The story time jumps a little, showing past and present intermittently, in order to further the plot. Alice, it seems, made some poor decisions in this version of his career. Those choices led him down the dark path of the damned. This volume explores what led Alice to this path, and how he seeks to break free of his hellion masters. Much like his album of the same name, this story involves the trials and tribulations of a young boy. This is possibly more than just a plot device for redemption, it might just be meant to mirror that iconic record in more than just title. Using the child as a pawn of sorts, different forces are at work to either free or enslave the rock star known as Alice Cooper.
If the tale was meant to scare, it missed. There was a lot of mirth to be found in the comic, to be sure. Some of it slightly humorous, much of it dark. But all of it was Alice Cooper worthy. If you haven’t seen his stage shows, then you are missing out, but this series is a pretty decent snapshot of what he strives to present while performing (especially since several panels show him on stage).
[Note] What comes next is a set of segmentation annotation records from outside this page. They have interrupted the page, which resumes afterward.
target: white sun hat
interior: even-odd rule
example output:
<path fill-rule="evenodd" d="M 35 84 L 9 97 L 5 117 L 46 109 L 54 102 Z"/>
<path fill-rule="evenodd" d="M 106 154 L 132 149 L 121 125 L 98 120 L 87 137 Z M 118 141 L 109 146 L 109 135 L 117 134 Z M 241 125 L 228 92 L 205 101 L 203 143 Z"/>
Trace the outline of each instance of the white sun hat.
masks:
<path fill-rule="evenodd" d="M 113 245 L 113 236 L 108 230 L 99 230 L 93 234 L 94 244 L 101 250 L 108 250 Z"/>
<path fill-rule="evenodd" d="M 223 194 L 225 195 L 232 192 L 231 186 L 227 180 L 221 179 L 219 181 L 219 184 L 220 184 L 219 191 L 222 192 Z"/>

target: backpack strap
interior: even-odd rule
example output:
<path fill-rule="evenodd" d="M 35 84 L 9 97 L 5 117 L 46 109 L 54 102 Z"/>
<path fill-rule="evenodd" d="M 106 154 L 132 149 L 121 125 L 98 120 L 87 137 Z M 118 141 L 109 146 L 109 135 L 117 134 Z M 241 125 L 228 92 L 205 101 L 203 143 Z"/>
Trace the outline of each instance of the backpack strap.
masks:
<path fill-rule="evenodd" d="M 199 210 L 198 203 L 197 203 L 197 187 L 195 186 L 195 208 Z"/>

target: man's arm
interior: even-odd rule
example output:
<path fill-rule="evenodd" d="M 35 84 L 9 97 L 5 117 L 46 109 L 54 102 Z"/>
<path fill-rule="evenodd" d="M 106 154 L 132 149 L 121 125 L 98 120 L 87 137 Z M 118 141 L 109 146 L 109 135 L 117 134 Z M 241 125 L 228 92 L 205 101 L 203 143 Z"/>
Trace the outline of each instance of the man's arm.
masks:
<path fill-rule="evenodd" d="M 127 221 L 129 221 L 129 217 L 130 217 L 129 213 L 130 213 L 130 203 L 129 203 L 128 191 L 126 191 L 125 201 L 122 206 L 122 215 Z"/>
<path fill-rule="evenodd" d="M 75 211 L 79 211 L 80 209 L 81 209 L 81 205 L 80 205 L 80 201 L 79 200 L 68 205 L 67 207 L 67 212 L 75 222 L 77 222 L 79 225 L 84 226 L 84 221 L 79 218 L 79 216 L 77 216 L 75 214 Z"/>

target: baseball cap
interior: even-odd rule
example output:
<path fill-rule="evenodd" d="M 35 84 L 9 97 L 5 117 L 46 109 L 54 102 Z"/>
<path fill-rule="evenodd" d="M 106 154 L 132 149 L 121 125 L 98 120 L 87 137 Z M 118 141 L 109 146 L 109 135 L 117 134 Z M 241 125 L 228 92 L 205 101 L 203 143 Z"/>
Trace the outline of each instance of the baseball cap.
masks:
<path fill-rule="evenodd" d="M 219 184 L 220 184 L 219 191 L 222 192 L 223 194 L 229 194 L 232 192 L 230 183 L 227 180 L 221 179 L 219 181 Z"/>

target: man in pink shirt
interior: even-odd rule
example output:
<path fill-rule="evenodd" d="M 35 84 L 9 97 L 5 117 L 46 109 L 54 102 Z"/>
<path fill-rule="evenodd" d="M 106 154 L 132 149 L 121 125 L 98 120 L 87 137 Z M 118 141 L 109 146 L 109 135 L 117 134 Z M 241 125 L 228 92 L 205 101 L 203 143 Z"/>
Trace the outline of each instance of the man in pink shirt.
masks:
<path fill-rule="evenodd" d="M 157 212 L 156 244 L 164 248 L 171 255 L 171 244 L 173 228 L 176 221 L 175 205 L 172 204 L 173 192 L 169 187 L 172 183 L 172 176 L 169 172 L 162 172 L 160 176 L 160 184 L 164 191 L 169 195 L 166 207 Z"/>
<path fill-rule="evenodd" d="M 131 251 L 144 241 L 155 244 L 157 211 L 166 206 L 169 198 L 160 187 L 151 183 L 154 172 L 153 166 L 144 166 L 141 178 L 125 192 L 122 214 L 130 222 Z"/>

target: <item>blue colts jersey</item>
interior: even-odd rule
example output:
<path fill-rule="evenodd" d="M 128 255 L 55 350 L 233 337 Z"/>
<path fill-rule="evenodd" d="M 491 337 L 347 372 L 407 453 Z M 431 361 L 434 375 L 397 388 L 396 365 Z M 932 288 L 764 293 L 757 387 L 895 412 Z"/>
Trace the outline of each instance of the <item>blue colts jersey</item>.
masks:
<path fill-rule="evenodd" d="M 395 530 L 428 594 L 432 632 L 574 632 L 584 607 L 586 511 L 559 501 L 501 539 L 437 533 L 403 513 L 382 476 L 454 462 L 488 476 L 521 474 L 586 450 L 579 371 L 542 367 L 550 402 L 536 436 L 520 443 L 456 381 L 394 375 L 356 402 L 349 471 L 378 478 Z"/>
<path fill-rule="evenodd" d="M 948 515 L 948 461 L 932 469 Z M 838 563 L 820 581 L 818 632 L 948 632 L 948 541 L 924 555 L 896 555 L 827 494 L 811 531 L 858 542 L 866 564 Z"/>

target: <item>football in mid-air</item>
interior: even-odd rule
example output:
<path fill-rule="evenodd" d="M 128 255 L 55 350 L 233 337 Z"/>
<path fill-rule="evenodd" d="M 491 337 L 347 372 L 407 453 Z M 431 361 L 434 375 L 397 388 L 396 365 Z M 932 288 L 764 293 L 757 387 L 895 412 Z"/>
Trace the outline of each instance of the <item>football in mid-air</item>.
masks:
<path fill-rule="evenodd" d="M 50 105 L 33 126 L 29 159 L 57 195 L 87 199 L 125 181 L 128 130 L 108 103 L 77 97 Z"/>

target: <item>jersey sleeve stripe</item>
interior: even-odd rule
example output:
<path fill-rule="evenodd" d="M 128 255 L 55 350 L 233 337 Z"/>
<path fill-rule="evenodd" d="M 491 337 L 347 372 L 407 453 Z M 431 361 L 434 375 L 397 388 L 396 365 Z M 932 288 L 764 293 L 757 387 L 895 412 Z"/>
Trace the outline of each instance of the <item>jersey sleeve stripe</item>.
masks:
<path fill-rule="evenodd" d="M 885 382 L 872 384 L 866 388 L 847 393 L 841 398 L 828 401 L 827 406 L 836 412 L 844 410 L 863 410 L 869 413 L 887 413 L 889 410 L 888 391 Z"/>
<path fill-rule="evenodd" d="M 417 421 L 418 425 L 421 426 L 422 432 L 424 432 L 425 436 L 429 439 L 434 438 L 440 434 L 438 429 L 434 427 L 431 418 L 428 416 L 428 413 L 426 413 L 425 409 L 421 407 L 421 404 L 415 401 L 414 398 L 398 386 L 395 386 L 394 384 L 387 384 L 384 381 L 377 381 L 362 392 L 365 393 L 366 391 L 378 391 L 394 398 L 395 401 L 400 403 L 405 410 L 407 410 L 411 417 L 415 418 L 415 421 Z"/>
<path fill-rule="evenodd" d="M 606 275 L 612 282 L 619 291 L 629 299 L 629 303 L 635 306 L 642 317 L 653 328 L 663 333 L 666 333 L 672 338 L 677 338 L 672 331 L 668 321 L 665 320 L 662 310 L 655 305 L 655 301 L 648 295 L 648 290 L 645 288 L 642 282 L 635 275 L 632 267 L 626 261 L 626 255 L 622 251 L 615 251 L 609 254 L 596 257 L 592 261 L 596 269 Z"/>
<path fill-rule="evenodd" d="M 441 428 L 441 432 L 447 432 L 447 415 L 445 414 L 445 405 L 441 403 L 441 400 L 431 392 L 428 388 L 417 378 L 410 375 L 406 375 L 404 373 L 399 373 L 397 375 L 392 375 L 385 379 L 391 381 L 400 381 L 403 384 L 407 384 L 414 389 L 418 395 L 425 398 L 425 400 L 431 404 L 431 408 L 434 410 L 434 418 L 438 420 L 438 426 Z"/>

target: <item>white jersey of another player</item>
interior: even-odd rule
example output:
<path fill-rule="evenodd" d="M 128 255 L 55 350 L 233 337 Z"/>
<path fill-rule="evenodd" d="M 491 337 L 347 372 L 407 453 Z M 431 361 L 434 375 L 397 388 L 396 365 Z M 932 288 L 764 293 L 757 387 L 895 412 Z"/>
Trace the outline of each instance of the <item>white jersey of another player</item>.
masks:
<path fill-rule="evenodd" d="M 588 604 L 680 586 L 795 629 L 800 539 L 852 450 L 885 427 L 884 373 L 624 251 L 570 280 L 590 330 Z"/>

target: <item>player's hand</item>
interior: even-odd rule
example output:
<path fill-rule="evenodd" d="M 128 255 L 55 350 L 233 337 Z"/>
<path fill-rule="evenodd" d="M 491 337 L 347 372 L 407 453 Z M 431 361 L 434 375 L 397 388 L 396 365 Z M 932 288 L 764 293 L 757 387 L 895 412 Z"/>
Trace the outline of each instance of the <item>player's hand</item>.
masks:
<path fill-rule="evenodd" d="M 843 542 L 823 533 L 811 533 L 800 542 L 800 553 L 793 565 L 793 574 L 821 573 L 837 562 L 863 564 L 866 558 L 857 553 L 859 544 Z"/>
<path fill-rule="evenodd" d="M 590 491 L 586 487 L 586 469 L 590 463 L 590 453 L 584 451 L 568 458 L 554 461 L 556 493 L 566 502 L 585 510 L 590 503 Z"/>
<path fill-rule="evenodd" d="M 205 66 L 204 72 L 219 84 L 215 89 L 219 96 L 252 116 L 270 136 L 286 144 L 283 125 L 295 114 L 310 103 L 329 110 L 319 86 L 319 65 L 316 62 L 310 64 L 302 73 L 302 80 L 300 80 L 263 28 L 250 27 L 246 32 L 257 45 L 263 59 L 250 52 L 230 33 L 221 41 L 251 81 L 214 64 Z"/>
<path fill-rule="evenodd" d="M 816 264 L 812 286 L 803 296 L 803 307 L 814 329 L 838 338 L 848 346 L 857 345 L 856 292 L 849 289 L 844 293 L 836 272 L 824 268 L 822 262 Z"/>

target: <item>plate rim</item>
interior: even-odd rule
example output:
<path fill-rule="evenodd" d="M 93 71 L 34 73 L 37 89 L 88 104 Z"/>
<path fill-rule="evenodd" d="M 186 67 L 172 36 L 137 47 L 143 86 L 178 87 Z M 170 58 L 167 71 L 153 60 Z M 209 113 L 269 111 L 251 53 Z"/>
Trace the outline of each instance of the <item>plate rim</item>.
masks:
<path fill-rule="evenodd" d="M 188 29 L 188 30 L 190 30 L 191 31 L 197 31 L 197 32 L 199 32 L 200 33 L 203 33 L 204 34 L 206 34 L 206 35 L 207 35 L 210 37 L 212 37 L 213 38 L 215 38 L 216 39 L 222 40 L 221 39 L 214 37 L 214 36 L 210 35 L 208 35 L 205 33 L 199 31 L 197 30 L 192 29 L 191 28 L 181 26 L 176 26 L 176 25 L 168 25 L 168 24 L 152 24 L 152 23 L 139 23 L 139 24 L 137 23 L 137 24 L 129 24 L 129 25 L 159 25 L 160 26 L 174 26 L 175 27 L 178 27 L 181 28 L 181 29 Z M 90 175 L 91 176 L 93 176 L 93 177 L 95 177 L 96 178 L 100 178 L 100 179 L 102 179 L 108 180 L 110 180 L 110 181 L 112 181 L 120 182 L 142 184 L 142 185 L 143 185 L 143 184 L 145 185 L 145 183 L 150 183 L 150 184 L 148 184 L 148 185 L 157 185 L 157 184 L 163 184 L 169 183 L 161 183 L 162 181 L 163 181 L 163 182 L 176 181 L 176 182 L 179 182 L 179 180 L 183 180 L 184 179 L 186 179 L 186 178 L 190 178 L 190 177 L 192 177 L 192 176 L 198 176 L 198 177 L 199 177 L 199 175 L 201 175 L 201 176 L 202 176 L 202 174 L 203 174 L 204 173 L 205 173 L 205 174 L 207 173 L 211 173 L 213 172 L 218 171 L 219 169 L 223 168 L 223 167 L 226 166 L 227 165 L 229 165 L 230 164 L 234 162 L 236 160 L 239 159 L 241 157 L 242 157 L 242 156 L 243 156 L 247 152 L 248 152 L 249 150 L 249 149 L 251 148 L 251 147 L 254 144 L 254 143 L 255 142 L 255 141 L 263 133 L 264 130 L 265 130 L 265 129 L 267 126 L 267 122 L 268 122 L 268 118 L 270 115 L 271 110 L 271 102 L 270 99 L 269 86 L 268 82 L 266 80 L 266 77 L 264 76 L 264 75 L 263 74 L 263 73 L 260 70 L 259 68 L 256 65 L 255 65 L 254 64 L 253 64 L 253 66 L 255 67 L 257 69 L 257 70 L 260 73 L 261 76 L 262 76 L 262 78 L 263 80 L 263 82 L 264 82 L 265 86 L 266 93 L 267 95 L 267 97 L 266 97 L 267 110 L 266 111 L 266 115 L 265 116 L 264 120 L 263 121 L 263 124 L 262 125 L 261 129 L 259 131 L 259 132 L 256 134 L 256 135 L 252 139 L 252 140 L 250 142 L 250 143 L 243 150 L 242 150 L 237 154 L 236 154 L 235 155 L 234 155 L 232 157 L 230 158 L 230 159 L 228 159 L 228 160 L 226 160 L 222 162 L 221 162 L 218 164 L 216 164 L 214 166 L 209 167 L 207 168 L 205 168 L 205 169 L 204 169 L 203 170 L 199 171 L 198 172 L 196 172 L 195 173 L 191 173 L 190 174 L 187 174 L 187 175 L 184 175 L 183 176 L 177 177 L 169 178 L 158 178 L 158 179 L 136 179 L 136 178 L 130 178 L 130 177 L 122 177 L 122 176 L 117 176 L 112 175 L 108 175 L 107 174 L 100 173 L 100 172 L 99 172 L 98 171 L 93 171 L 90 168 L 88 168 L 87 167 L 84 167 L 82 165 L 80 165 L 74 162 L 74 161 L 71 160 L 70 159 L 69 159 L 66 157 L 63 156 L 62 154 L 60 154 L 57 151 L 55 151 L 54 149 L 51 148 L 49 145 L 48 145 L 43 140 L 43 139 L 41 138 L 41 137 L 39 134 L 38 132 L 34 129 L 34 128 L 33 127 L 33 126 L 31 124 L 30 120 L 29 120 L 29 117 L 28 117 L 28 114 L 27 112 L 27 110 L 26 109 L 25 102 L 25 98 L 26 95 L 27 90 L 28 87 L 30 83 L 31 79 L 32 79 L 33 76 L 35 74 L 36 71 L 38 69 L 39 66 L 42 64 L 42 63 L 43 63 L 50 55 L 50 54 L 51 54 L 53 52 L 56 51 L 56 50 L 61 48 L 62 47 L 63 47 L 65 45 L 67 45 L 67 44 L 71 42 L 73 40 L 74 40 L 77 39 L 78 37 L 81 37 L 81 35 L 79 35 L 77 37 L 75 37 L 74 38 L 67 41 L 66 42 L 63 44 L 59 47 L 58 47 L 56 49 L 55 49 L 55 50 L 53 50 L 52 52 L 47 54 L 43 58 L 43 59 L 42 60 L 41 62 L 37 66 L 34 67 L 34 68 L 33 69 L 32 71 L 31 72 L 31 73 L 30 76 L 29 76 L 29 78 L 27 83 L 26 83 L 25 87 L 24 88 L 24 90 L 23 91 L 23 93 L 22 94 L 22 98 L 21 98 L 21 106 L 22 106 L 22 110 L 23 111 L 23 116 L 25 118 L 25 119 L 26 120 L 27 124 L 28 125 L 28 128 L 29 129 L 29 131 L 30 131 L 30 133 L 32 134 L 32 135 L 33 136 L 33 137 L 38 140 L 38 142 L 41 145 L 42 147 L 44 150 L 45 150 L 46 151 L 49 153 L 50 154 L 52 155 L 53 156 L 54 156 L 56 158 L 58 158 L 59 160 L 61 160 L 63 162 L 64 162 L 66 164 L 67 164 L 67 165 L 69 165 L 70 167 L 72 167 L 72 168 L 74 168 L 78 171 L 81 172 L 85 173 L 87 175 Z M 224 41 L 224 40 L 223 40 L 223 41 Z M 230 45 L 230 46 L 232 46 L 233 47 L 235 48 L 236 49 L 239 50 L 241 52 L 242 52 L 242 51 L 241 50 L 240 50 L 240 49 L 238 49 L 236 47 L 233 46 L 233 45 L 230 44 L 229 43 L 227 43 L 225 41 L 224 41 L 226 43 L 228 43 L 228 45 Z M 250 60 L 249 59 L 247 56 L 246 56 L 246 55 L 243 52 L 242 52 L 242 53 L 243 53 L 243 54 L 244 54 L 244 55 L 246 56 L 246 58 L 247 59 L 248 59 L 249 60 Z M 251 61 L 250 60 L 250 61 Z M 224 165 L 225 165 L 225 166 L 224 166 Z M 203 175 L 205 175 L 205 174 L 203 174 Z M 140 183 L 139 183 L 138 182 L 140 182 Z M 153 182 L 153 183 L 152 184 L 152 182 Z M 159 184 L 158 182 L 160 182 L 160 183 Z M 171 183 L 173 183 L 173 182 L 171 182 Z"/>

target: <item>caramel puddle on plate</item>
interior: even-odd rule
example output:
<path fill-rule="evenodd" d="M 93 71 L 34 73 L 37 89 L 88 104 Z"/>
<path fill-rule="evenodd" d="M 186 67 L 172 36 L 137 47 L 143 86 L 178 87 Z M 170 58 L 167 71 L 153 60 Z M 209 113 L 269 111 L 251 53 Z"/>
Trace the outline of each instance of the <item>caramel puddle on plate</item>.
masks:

I’m not sure what inspired a change up in the creative team since I was truly taken with the writing of Joe Harris in the first five issues, but obviously there was a switch in issue six when Brandon Jerwa took over scripting for the series. The same thing happened with the art. Eman Casallos drew the first five, and Nacho Tenorio assumed the artistic helm starting with the sixth. The rest of the group stayed the same, other than Sergio Mora inking issue six. It’s my guess Eman handled it up until then. David Mack‘s covers are, as always is the case, superb. I love that I’m seeing his artwork on more and more covers across the different comic companies. But regardless of who comprised the group, all of the comics that make up this graphic novel are outstanding. So don’t let the changes deter you.
I would recommend this to any metal fan, horror fan, or anyone who is a fan of theatrics. The trademark pyrotechnics and abundance of snakes and macabre effects are there for the reading. I enjoyed it immensely and hope to see more in the future. My final word on it is to definitely go for it. You’ll have a blast!
I must also note the timing of this release. While there is no connection other than the one in my head, I keep humming “School’s Out,” Alice’s first true mega hit. See! Now you’re thinking about it, too! It’s a classic hard rock song; some might even say anthem. I’ll just leave you with that. You’re welcome.